For reference, the Zulip thread is AVX10 target feature (re) organization

Alternatives

  • As suggested by @Amanieu, we can add avx256f target-features, which LLVM interprets as only avx512f and the current semantic of avx512f can be preserved (See in Zulip). The possible counter-arguments will be too many target features (AVX512 already has 14, this would mean 14 more)

Mentors or Reviewers

If you have a reviewer or mentor in mind for this work, mention them here. You can put your own name here if you are planning to mentor the work.

Process

The main points of the Major Change Process are as follows:

  • [x] File an issue describing the proposal.
  • [ ] A compiler team member or contributor who is knowledgeable in the area can second by writing @rustbot second.
    • Finding a "second" suffices for internal changes. If however, you are proposing a new public-facing feature, such as a -C flag, then full team check-off is required.
    • Compiler team members can initiate a check-off via @rfcbot fcp merge on either the MCP or the PR.
  • [ ] Once an MCP is seconded, the Final Comment Period begins. If no objections are raised after 10 days, the MCP is considered approved.

You can read more about Major Change Proposals on forge.

Comments

This issue is not meant to be used for technical discussion.

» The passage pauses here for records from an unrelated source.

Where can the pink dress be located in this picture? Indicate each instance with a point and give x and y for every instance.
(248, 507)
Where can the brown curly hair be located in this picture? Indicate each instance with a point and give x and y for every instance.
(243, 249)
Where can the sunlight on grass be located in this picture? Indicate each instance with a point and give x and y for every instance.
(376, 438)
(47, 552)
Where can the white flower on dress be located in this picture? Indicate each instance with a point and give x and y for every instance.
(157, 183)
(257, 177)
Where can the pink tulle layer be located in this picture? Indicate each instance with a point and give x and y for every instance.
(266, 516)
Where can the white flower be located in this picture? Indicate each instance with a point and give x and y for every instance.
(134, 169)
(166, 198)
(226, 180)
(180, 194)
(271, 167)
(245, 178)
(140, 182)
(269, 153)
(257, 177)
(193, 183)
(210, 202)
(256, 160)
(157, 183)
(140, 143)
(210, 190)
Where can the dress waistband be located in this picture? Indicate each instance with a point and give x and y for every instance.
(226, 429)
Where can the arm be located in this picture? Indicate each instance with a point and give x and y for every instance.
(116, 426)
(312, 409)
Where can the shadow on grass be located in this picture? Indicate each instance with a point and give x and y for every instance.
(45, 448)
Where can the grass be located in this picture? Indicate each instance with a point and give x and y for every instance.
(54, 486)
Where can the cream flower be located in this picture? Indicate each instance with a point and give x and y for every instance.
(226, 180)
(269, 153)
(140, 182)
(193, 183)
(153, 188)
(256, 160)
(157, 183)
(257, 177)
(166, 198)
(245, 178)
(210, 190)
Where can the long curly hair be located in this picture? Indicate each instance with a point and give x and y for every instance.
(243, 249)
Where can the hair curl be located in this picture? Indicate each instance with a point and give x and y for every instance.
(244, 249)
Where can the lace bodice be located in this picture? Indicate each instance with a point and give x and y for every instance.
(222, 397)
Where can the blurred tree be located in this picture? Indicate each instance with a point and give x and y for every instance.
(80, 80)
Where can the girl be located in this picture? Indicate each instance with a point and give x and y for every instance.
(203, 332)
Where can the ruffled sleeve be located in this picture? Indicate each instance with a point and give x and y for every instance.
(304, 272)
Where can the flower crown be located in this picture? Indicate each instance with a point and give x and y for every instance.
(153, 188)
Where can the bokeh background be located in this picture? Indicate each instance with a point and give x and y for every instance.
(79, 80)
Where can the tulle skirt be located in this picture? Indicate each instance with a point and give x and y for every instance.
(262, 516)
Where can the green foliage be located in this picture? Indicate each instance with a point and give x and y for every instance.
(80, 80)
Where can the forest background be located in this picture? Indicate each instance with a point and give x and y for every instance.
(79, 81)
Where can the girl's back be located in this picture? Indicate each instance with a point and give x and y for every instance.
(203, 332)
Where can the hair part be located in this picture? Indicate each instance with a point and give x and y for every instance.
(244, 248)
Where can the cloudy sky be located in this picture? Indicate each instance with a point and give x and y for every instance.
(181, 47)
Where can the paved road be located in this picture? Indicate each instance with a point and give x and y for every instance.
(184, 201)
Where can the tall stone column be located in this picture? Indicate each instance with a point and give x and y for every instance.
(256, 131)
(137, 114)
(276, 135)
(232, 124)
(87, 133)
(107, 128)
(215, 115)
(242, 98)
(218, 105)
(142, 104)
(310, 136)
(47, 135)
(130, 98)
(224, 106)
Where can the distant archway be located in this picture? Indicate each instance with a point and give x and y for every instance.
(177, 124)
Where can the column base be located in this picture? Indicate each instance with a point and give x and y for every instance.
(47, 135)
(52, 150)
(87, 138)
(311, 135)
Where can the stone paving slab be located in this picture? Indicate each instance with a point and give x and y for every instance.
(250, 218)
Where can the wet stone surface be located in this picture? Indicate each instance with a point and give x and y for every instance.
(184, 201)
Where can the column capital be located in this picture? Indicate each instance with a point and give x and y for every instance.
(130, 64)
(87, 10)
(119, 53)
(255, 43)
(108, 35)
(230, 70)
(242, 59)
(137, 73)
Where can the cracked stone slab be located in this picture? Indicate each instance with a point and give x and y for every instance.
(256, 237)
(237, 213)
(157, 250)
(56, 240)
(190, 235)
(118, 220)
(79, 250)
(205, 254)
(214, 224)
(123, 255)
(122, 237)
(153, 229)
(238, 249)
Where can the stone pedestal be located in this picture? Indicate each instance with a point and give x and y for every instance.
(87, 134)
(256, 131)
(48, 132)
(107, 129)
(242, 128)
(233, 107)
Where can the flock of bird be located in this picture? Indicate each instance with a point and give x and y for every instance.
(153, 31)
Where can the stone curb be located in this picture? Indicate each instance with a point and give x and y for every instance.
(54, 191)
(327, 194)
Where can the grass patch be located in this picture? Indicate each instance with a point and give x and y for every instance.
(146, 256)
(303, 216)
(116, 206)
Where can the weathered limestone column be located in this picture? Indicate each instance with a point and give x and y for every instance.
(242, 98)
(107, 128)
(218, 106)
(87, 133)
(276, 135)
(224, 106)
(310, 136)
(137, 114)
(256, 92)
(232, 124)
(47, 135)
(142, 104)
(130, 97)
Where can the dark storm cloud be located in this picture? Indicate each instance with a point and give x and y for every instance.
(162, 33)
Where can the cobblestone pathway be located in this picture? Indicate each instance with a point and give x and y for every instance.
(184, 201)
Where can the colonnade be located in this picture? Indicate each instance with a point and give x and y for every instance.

There is a Zulip stream for that. Use this issue to leave procedural comments, such as volunteering to review, indicating that you second the proposal (or third, etc), or raising a concern that you would like to be addressed.

sayantn avatar Sep 02 '24 05:09 sayantn

This issue is not meant to be used for technical discussion. There is a Zulip stream for that. Use this issue to leave procedural comments, such as volunteering to review, indicating that you second the proposal (or third, etc), or raising a concern that you would like to be addressed.

Concerns or objections to the proposal should be discussed on Zulip and formally registered here by adding a comment with the following syntax:

@rustbot concern reason-for-concern 
<description of the concern> 

Concerns can be lifted with:

@rustbot resolve reason-for-concern 

See documentation at https://forge.rust-lang.org

cc @rust-lang/compiler @rust-lang/compiler-contributors

rustbot avatar Sep 02 '24 05:09 rustbot

@rfcbot concern design-around-naming-scheme

The discussion on Zulip seems to point to needing a wider and shared scheme for AVX targets. Possibly a compiler team design meeting after the MCP author drafts a document in RFC format.

apiraino avatar Dec 03 '24 11:12 apiraino

A design document was drafted by @sayantn https://hackmd.io/@sayantn/SJVe16F8ke

(as per comment on Zulip)

apiraino avatar Feb 28 '25 15:02 apiraino

Phoronix has a news that AVX10.x 256-bit is going away: https://www.phoronix.com/news/Intel-AVX10-Drops-256-Bit

It is my understanding that this would simplify the whole target feature issue, since AVX10.x would always support 512-bit vector length. And thus there wouldn't be the need for extra target features to distinguish between AVX10.x 256-bit and 512-bit.

Could you confirm?

GPSnoopy avatar Mar 19 '25 11:03 GPSnoopy

Due to Intel's new decision of dropping AVX10.N-256, this has been obsoleted.